At school, however, Columbus said he has thrived under the support.
“This law’s going to educate kids about LGBT people, and once you get education, you’ll respect them, and nobody’s going to bully them anymore,” said Jennifer Vanegas, a straight member of the club.
But the new law, which added LGBT Americans, European Americans and the disabled to groups whose contributions to California and U.S. history should be studied, has sparked open rebellion from some teachers and families.
Sixty miles east of Wonderland, Calvary Chapel Corona -- an evangelical Christian church of 1,200 congregants in western Riverside County -- is an active opponent. At least seven families pulled their children from public schools in protest.

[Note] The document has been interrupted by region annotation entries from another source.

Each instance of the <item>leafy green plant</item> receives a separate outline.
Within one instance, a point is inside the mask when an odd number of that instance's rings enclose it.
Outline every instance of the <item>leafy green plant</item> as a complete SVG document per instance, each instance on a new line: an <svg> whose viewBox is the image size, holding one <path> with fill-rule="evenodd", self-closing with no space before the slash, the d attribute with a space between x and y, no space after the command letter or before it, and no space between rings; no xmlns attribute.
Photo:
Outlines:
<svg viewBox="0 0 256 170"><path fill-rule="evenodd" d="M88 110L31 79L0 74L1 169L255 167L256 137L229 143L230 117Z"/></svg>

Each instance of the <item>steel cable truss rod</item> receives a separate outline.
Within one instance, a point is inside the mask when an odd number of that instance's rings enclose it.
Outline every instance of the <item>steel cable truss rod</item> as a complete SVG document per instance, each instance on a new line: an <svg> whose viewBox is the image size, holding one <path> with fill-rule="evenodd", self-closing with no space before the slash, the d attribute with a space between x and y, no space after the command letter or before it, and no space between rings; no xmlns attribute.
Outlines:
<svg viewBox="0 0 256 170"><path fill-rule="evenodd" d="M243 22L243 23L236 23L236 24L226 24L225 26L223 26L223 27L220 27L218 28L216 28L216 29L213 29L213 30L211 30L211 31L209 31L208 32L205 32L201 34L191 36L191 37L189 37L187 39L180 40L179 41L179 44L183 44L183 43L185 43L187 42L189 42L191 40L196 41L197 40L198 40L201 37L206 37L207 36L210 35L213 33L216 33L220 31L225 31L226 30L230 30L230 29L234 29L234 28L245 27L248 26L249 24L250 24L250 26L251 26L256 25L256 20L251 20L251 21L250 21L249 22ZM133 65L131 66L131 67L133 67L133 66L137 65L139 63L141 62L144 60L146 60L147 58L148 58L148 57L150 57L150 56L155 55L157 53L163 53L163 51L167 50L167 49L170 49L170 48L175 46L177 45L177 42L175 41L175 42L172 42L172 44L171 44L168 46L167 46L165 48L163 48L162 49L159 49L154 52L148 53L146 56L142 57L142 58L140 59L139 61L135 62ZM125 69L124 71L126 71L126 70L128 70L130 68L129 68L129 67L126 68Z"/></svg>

“This law teaches children that it’s OK to be gay, and that’s not my Christian values,” said Bryan Breuer, who withdrew his children from public schools. “I don’t understand trying to force this on my children.”
Grace R. Callaway, a public school teacher near Yuba City, said she will refuse to teach LGBT issues to her fifth- and sixth-graders because she believes homosexuality is a “destructive lifestyle.”
She has also taken issue with a short biography recently presented in her daughter’s high school history class that described John Berry, director of the U.S. Office of Personnel Management, as the “highest-ranking openly gay federal employee in U.S. history.” She and some other religious conservatives want to remove their children from such lessons as they can do with sex education.
How administrators plan to handle “conscientious objectors” like Callaway is unclear.
For now, L.A. Unified, along with school districts in south Orange County, Elk Grove and elsewhere, has started meeting with staff members to figure out lesson plans.
“We’re looking for places of natural fit,” Chiasson said. “We’re not going to shoehorn in something gratuitous just to make a point.”